Department of Media Science
- Name
- MATSUBARA, Shigeki
- Group
- Speech and Image Science Group
- Title
- Professor
- Degree
- Dr. of Engineering
- Research Field
- Natural language processing / Information retrieval / Digital library
Current Research
Natural Language Processing Using Very-Large Corpora
OUTLINEWe are promoting research on natural language processing with the aim of creating an intelligence infrastructure in which linguistic information is utilized as knowledge resources. We have so far been developed basic technologies such as parsing, discourse analysis and language generation, as well as applied technologies such as machine translation and spoken dialogue.
TOPICS
(1) Computational Linguistics
As basic technologies of user-friendly and robust natural language systems, we are working to improve the speed of language processing. We have already devised an algorithm for incremental language parsing, and implemented it using probabilistic context-free grammar, tree adjoining grammar, dependency grammar, finite-state automata, etc. This technology was also applied to the development of advanced systems such as simultaneous machine interpretation. Simultaneous interpretation is analogous to highly advanced human language performance, so we are also engaged in linguistic analysis to clarify the underlying structure.
(2) Spoken Language Processing
Spoken monologues, such as a lecture, are valuable knowledge resources, and preparing an environment that can accumulate and reuse this type of speech greatly contributes to the advancement of our information society. In order to reuse speech information effectively, it is important not only to record and transcribe the speech but also to acquire the semantic structuring. We are developing a method to structure monologue speech based on spoken language parsing. Moreover, we are studying speech communication toward smooth human-computer interaction.0 In order to realize a robust conversational system, we have developed corpus-based dialogue processing technologies: spoken language parsing, speech intention understanding, intelligent dialogue control, response generation, etc.
(3) Information Access
Including the WWW, a huge number of digital documents exist in the world, providing an environment for referring to target documents easily. In this situation, we are further developing text processing technologies such as classification, summarization, and paraphrasing, and text access technologies such as information retrieval and information extraction. Moreover, we are making refinements through actual experiments using the digital documents produced at Nagoya University. By unifying such technologies, we will be able to construct a scholarly information infrastructure with a digital library function and an information dispatch environment for returning intellectual products to society.
(4) Very-Large Corpus
It is important to learn about human language behavior to develop language-processing technology.
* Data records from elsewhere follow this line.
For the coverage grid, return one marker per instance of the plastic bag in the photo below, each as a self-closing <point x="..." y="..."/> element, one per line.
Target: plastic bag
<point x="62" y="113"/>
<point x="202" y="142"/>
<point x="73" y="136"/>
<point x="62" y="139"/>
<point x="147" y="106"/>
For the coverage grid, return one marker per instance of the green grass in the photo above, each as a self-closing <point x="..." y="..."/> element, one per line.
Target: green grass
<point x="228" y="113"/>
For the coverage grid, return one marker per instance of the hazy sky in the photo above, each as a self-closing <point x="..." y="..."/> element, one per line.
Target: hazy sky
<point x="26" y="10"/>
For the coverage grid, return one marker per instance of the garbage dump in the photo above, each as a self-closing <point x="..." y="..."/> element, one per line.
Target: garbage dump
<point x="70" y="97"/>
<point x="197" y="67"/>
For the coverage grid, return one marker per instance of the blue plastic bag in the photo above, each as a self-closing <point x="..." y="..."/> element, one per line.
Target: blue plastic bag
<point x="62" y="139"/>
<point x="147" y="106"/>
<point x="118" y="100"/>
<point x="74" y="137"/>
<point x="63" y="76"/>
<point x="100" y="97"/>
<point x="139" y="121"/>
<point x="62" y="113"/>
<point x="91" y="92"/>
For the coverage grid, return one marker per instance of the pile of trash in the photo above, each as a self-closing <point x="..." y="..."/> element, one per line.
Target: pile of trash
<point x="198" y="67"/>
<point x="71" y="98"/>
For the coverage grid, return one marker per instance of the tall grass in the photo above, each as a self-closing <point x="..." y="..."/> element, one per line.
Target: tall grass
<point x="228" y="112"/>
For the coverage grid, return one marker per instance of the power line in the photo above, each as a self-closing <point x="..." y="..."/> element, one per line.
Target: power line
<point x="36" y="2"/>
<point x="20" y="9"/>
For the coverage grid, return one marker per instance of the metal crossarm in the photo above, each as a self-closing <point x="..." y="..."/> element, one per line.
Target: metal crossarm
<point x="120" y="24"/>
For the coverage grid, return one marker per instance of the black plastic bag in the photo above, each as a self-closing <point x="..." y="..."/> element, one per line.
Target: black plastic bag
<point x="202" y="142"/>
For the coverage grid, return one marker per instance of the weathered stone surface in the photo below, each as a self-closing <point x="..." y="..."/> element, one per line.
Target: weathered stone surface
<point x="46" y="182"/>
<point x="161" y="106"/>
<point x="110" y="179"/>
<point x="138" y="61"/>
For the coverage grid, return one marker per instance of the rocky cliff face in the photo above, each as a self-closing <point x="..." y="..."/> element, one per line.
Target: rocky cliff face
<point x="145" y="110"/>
We are collecting many language corpora, such as simultaneous interpretation, in-car speech dialogue, commentary programs, technical papers, and judicial precedents, and then utilizing them as analytical, statistical, and experimental data. To use them as highly valuable language resources, we aim to improve both scalability and quality.
FUTURE WORK
Against the background of the above technologies, we will develop systems for intelligent distribution of speech and documents. Specifically, we will advance large-scale language computing, speech mining, campus web as a digital library and language resource sharing, while making full use of field data. We will strive toward a ubiquitous knowledge society through construction of a linguistic information infrastructure that supports human intellectual activity effectively.
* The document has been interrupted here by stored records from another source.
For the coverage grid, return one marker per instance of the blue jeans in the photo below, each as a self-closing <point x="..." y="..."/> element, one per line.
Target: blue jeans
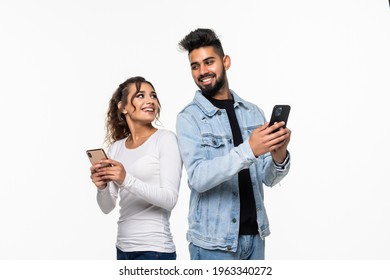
<point x="250" y="247"/>
<point x="144" y="255"/>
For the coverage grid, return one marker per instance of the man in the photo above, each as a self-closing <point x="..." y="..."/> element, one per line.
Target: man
<point x="229" y="152"/>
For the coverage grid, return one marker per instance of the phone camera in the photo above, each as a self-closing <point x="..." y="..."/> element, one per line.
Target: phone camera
<point x="278" y="111"/>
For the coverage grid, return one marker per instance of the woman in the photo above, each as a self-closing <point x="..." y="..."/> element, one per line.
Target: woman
<point x="145" y="172"/>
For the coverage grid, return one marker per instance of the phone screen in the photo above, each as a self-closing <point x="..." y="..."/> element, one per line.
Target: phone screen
<point x="96" y="155"/>
<point x="280" y="113"/>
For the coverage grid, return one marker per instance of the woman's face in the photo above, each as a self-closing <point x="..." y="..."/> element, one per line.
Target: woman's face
<point x="144" y="106"/>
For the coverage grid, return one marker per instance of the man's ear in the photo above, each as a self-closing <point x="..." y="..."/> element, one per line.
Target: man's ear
<point x="226" y="62"/>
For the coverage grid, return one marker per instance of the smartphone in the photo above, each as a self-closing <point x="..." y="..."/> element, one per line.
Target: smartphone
<point x="280" y="113"/>
<point x="96" y="155"/>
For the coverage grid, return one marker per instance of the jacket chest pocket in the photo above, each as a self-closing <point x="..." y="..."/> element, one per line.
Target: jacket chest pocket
<point x="213" y="145"/>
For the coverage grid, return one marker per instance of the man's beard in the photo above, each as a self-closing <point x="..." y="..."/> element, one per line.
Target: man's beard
<point x="212" y="90"/>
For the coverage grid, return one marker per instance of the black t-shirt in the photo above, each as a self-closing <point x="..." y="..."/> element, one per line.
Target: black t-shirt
<point x="248" y="223"/>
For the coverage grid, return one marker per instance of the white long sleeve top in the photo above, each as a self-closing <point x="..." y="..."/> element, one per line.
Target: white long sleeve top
<point x="148" y="193"/>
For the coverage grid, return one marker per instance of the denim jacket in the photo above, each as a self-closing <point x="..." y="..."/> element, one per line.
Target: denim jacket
<point x="212" y="164"/>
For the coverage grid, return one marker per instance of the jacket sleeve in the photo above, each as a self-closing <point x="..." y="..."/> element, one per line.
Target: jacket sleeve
<point x="203" y="173"/>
Figure : Construction of language resources
Career
- Shigeki Matsubara received the Dr. of Engineering degree from Nagoya University in 1998.
- He was a Research Fellow of the JSPS from 1996 to 1998 and Research Assoc. from 1998 to 2002.
- Since 2002, he has been an Assoc. Prof. of the Information Technology Center, Nagoya University.
Academic Societies
- IEEE
- ACM
- ACL
- ISCA
- IEE
- IEICE
- IPS
Publications
- Simultaneous English-Japanese Spoken Language Translation based on Incremental Dependency Parsing and Transfer, Proc. of COLING/ACL-2006, pp. 683-690 (2006).
- Robust Dependency Parsing of Spontaneous Japanese Spoken Language, IEICE Trans. Inf. & Syst., E88-D(3), pp. 545-552 (2005).
- Construction and Analysis of a Multi-layered In-car Spoken Dialogue Corpus, "DSP for In-Vehicle and Mobile Systems," pp. 1-17, Springer (2004).